Is it normal to have a large number of "switch region leader to specific" entries in tidb.log?

translator_bot · June 23, 2024, 9:14am

Note:
This topic has been translated from a Chinese forum by GPT and might contain errors.

Original topic: tidb.log 中有大量的 switch region leader to specific 正常吗？

| username: xiaohetao

As shown in the above tidb.log, there are a large number of “switch region leader to specific”. Is this normal?

translator_bot · June 23, 2024, 9:14am

| username: 长安是只喵 | Original post link

Are you importing data? According to similar posts, it doesn’t seem to have much impact.
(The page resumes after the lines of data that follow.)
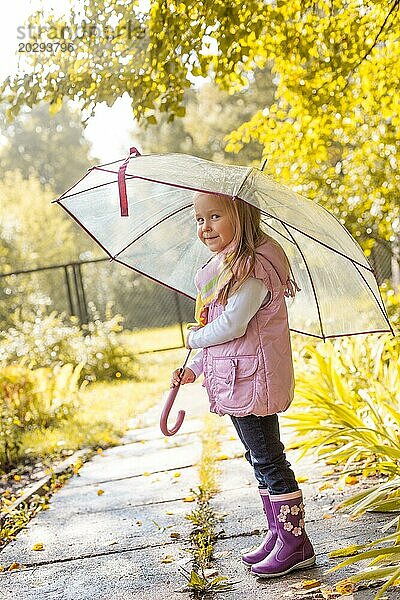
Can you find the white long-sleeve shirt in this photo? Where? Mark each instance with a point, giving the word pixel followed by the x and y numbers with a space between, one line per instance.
pixel 231 323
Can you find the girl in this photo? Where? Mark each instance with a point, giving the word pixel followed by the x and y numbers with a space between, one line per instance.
pixel 246 359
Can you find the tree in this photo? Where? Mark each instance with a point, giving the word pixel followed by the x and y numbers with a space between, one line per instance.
pixel 52 149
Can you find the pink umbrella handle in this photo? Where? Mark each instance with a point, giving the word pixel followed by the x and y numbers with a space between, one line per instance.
pixel 168 405
pixel 165 414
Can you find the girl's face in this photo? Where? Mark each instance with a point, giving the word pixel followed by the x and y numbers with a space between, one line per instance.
pixel 214 227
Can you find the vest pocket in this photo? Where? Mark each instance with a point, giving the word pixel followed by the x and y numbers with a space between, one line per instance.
pixel 234 381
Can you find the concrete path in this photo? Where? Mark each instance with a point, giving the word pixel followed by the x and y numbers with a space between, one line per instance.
pixel 117 531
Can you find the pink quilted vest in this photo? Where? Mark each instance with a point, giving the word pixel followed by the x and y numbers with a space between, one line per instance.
pixel 253 374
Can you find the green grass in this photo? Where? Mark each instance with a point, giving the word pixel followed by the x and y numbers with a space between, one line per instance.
pixel 106 408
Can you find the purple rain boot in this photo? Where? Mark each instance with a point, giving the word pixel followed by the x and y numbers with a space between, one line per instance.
pixel 293 549
pixel 266 546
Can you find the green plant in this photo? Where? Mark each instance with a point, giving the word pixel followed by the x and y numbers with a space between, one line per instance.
pixel 45 340
pixel 347 408
pixel 204 536
pixel 33 399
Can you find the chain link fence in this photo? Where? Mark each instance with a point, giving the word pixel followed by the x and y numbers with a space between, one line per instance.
pixel 93 289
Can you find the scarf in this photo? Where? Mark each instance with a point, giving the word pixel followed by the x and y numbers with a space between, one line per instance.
pixel 210 280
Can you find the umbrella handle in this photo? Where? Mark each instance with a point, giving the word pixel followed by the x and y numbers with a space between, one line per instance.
pixel 168 406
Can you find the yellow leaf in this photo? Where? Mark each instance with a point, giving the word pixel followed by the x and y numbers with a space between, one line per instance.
pixel 167 559
pixel 38 546
pixel 325 486
pixel 344 587
pixel 302 478
pixel 348 551
pixel 310 583
pixel 55 107
pixel 351 480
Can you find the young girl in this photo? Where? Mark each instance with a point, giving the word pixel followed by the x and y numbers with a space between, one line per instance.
pixel 246 359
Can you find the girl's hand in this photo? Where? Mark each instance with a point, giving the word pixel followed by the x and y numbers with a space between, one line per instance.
pixel 187 377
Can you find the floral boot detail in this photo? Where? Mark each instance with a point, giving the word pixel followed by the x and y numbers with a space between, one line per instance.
pixel 293 549
pixel 268 543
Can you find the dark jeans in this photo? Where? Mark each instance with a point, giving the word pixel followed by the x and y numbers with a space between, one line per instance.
pixel 265 452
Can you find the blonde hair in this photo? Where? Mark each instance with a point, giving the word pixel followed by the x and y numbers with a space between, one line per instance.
pixel 246 221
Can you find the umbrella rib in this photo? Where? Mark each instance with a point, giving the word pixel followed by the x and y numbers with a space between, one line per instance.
pixel 311 281
pixel 378 303
pixel 85 229
pixel 152 227
pixel 353 260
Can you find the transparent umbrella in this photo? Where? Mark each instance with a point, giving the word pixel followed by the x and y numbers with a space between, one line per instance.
pixel 140 211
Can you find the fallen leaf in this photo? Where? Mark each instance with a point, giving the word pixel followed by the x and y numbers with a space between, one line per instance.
pixel 210 573
pixel 348 551
pixel 222 554
pixel 345 587
pixel 38 546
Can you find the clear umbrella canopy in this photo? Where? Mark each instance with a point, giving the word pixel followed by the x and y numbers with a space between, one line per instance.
pixel 339 294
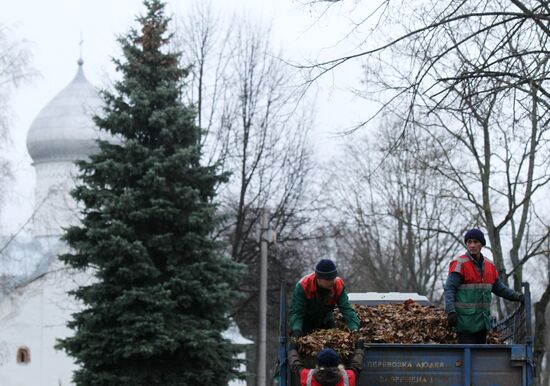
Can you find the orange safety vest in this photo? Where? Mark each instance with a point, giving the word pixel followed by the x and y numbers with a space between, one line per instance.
pixel 307 379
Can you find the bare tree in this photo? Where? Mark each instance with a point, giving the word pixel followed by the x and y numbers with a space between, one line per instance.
pixel 393 219
pixel 476 71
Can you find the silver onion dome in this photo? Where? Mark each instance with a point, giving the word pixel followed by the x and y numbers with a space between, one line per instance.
pixel 64 129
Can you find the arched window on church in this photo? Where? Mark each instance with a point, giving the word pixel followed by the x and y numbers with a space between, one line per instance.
pixel 23 355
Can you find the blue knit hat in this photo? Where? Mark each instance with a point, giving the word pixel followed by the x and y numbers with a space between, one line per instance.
pixel 475 234
pixel 327 357
pixel 326 269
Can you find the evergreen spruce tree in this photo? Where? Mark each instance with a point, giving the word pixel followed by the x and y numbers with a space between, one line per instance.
pixel 162 291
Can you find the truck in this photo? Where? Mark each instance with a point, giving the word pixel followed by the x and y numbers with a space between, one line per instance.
pixel 394 364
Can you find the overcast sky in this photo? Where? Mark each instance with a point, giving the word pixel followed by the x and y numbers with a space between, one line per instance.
pixel 53 30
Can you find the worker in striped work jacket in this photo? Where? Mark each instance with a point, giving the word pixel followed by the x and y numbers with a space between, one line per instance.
pixel 328 370
pixel 472 278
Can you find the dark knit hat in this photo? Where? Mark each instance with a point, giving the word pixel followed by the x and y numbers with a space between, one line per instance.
pixel 326 269
pixel 475 234
pixel 327 357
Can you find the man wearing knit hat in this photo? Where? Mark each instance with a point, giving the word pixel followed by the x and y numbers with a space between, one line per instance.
pixel 327 371
pixel 314 299
pixel 472 278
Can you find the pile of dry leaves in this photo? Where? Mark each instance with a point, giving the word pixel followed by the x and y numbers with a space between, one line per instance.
pixel 408 322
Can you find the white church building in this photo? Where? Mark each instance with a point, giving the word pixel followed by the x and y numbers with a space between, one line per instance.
pixel 34 304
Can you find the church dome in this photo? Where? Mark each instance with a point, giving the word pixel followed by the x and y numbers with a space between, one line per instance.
pixel 64 129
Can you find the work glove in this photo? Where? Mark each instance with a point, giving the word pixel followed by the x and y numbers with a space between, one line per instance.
pixel 452 319
pixel 521 298
pixel 296 333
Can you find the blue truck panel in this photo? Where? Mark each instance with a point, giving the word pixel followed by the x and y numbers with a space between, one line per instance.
pixel 392 364
pixel 444 365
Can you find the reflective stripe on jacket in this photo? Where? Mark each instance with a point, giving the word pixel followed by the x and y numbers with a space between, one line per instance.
pixel 473 297
pixel 316 305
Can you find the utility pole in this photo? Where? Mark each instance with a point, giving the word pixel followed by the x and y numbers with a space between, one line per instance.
pixel 266 236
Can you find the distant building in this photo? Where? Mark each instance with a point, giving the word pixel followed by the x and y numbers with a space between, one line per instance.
pixel 34 304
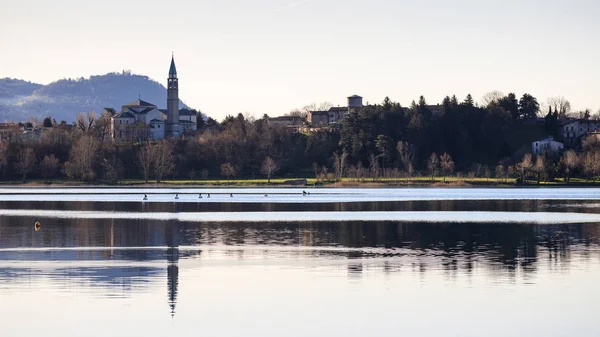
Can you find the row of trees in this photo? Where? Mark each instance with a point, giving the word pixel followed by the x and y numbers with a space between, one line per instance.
pixel 381 140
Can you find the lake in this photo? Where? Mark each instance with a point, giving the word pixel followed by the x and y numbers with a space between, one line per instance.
pixel 277 262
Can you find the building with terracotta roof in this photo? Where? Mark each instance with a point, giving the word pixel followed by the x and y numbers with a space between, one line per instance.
pixel 141 120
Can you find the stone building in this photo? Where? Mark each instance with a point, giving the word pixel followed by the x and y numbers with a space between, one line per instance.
pixel 141 120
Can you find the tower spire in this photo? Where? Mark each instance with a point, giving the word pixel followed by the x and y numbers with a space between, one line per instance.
pixel 172 69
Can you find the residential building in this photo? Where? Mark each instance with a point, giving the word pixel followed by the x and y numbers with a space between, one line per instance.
pixel 573 129
pixel 318 118
pixel 548 144
pixel 291 123
pixel 140 120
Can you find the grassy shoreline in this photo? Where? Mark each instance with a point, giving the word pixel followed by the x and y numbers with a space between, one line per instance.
pixel 312 182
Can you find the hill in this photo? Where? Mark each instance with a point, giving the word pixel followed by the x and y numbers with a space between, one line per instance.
pixel 63 99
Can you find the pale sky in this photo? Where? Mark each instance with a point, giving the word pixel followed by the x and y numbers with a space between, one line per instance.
pixel 271 56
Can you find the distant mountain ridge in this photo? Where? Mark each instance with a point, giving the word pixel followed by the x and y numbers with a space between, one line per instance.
pixel 64 99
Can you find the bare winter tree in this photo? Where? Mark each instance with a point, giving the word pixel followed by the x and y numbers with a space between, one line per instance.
pixel 145 159
pixel 82 158
pixel 35 121
pixel 25 161
pixel 447 164
pixel 339 163
pixel 227 170
pixel 560 105
pixel 591 164
pixel 433 163
pixel 101 127
pixel 49 166
pixel 500 172
pixel 163 159
pixel 269 167
pixel 406 152
pixel 539 167
pixel 570 160
pixel 3 154
pixel 374 168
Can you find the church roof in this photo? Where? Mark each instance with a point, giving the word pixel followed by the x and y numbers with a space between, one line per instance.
pixel 124 114
pixel 138 103
pixel 172 70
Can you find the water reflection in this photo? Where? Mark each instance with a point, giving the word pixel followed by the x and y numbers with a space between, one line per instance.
pixel 581 206
pixel 120 257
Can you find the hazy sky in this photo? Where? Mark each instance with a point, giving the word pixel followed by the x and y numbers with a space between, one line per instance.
pixel 271 56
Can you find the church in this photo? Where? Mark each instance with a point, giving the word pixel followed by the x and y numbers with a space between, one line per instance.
pixel 140 120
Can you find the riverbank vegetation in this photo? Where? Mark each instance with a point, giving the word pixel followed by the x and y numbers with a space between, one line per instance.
pixel 461 142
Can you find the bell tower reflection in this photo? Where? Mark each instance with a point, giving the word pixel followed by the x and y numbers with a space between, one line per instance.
pixel 172 242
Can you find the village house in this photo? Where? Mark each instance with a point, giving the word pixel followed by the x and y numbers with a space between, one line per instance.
pixel 291 123
pixel 334 114
pixel 140 120
pixel 318 118
pixel 546 145
pixel 573 129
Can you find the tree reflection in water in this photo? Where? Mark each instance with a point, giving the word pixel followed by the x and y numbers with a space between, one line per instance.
pixel 507 249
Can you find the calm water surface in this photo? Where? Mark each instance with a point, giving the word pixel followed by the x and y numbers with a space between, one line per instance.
pixel 107 264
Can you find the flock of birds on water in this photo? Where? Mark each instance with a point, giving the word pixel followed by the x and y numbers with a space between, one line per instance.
pixel 304 193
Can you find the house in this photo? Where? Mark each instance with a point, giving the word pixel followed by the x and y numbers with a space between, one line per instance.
pixel 291 123
pixel 140 120
pixel 573 129
pixel 337 114
pixel 318 118
pixel 544 145
pixel 591 137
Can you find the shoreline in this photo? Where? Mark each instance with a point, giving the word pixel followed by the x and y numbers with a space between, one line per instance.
pixel 310 183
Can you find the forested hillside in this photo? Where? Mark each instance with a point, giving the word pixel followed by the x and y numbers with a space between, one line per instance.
pixel 63 99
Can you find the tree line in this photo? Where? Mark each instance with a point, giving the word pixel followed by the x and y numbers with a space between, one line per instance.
pixel 377 141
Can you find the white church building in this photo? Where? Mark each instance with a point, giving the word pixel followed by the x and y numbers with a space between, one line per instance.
pixel 140 120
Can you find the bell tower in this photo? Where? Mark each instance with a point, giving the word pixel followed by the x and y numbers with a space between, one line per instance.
pixel 172 124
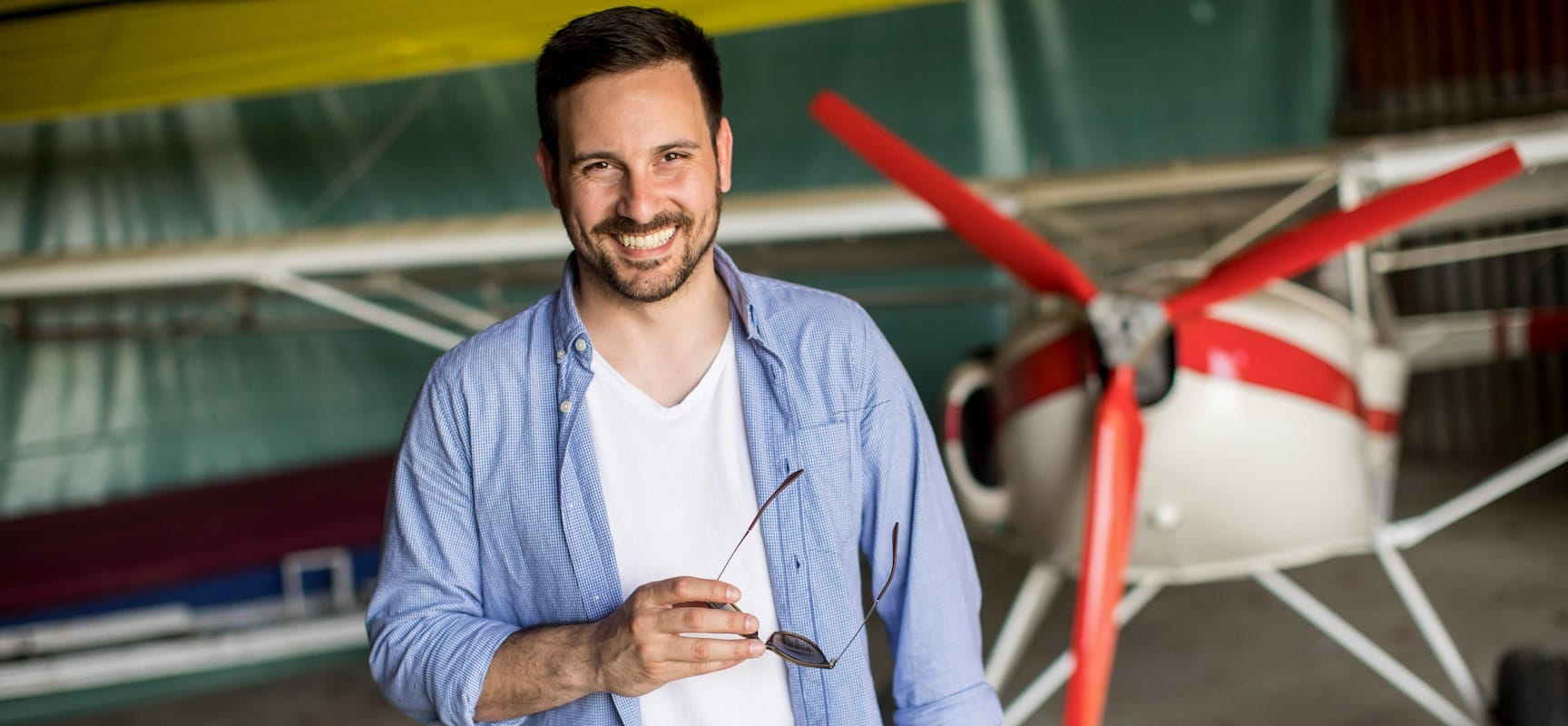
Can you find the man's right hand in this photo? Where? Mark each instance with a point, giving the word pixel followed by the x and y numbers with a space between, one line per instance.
pixel 640 646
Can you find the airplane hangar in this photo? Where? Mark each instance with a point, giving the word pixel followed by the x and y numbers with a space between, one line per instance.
pixel 234 237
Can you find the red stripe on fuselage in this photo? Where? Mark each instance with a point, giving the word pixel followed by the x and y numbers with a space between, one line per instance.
pixel 1204 345
pixel 1046 370
pixel 1227 350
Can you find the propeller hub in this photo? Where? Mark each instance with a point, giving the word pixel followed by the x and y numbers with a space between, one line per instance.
pixel 1126 325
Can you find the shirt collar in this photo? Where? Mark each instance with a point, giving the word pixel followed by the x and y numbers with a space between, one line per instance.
pixel 568 325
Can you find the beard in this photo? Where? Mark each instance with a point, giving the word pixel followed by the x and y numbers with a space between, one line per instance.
pixel 596 253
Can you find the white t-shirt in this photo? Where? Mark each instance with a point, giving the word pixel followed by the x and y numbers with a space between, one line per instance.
pixel 680 495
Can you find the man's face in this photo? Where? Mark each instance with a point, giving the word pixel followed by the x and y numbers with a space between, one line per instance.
pixel 639 178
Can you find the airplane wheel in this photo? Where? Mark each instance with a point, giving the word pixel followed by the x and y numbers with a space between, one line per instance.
pixel 1533 689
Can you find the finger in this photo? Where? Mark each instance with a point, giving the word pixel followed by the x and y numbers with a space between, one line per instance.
pixel 701 620
pixel 715 650
pixel 686 588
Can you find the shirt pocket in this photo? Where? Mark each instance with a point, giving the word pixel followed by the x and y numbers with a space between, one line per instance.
pixel 833 485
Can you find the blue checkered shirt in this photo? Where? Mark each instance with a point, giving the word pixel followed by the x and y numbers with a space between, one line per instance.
pixel 495 519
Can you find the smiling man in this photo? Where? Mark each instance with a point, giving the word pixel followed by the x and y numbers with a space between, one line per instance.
pixel 571 477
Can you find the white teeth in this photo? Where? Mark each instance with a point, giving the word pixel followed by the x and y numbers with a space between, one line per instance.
pixel 646 241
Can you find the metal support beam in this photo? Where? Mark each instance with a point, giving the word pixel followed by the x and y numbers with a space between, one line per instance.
pixel 1029 607
pixel 359 309
pixel 1395 260
pixel 469 317
pixel 1410 532
pixel 1430 626
pixel 1360 646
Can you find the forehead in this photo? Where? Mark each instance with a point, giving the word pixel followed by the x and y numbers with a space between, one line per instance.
pixel 632 109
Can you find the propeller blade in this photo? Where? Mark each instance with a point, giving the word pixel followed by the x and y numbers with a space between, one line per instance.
pixel 996 236
pixel 1107 534
pixel 1303 247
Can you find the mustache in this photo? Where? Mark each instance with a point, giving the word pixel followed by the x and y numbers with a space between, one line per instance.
pixel 624 226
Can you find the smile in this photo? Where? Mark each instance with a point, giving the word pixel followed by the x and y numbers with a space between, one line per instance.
pixel 646 241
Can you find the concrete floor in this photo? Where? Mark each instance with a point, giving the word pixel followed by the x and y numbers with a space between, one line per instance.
pixel 1210 654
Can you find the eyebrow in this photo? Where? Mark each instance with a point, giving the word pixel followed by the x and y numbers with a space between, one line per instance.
pixel 609 155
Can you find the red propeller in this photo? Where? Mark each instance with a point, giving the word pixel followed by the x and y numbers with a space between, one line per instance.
pixel 1118 426
pixel 996 236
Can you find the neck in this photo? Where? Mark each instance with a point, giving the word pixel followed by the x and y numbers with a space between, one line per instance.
pixel 662 347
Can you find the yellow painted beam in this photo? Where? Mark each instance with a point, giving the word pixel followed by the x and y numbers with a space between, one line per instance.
pixel 150 54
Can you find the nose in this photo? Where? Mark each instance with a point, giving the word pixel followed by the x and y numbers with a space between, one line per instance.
pixel 640 200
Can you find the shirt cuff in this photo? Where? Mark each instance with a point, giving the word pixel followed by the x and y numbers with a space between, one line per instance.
pixel 971 706
pixel 484 642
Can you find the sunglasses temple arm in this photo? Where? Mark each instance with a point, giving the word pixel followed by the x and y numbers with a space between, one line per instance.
pixel 790 478
pixel 874 603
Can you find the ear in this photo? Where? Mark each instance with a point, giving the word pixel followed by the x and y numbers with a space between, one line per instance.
pixel 723 143
pixel 546 162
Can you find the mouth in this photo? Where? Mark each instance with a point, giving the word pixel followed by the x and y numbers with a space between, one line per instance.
pixel 648 241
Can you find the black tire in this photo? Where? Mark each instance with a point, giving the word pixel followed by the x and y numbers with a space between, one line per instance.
pixel 1533 689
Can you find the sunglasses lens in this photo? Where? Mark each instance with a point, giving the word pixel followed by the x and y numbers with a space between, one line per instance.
pixel 797 648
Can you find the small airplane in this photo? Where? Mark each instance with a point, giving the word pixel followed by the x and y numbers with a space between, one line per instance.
pixel 1228 422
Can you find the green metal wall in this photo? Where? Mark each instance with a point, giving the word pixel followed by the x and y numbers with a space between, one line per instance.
pixel 1093 85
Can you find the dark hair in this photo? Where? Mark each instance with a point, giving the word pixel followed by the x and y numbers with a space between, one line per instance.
pixel 620 40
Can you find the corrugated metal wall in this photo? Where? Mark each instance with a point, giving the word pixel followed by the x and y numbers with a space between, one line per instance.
pixel 1496 411
pixel 1095 85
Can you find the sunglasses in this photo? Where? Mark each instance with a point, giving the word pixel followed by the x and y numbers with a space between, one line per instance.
pixel 792 646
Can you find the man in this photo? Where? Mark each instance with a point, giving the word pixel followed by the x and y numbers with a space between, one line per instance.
pixel 571 477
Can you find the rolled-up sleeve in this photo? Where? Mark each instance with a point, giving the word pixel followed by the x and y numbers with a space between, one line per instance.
pixel 430 646
pixel 932 611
translator_bot · June 23, 2024, 9:14am

| username: 啦啦啦啦啦 | Original post link

This log indicates that TiDB sent a region request to TiKV, but the accessed region is not the leader. This might be caused by an expired region cache. It will automatically retry, and if it doesn’t happen frequently, it should not impact the business.

translator_bot · June 23, 2024, 9:14am

| username: xiaohetao | Original post link

I see that each instance has as many as 8000 and as few as a few hundred. Is 8000 considered a lot or a little? What criteria are used for evaluation?

translator_bot · June 23, 2024, 9:14am

| username: xiaohetao | Original post link

It appears to be a different phenomenon.

translator_bot · June 23, 2024, 9:14am

| username: 啦啦啦啦啦 | Original post link

Have there been any scaling operations?

translator_bot · June 23, 2024, 9:14am

| username: TiDBer_jYQINSnf | Original post link

Check the Grafana monitoring to see if a TiKV node went down, causing all the leaders to move away and then rebalance back.

translator_bot · June 23, 2024, 9:14am

| username: xiaohetao | Original post link

There was a scaling operation, but that was done in November last year.

translator_bot · June 23, 2024, 9:14am

| username: xiaohetao | Original post link

Do you mean that TiKV crashed and then recovered by itself?

translator_bot · June 23, 2024, 9:14am

| username: TiDBer_jYQINSnf | Original post link

It’s possible, for example, due to network jitter or excessive pressure on TiKV.

translator_bot · June 23, 2024, 9:14am

| username: xiaohetao | Original post link

From the monitoring, there are no abnormal phenomena in the cluster, and there are no signs of KV crashing.

translator_bot · June 23, 2024, 9:14am

| username: 啦啦啦啦啦 | Original post link

That wasn’t caused by scaling in or out; it should be some other reason leading to a large number of leader migrations. Did it resolve itself after a period of time, or is it still reporting this issue continuously?

translator_bot · June 23, 2024, 9:14am

| username: TiDBer_jYQINSnf | Original post link

Looking at PD, there is an operator page that monitors the generation, checking, processing, and cancellation of operators. Check what the majority of the reasons for processing are.

translator_bot · June 23, 2024, 9:14am

| username: HACK | Original post link

The system has very little business volume, so it shouldn’t be due to excessive pressure on TiKV.

translator_bot · June 23, 2024, 9:14am

| username: HACK | Original post link

Nothing unusual, right?

translator_bot · June 23, 2024, 9:14am

| username: xiaohetao | Original post link

I’ve compared the last few days, and they are roughly the same.

translator_bot · June 23, 2024, 9:14am

| username: TiDBer_jYQINSnf | Original post link

This is mainly about writing hotspots and balancing regions. If this affects TiDB, you can limit the speed with the following command:

pd-ctl -i 
store limit all 5

The default store limit is 15, which means each store handles 15 region actions per minute. Limiting it to 5 can reduce some load. If there are no anomalies, no action is needed. The reason is to adjust the regions with hotspot writes.

translator_bot · June 23, 2024, 9:14am

| username: HACK | Original post link

Will this cause application connection interruptions? Or will it cause excessive application response times?

translator_bot · June 23, 2024, 9:14am

| username: TiDBer_jYQINSnf | Original post link

The response time is long.
TiDB itself has a cache for the region leader’s location. If the region’s location changes, the TiDB node needs to retrieve it again from PD, which increases the latency.
Other than that, there’s no significant impact.

translator_bot · June 23, 2024, 9:14am

| username: HACK | Original post link

Are you looking at the transfer-hot-write-leader metric in the picture?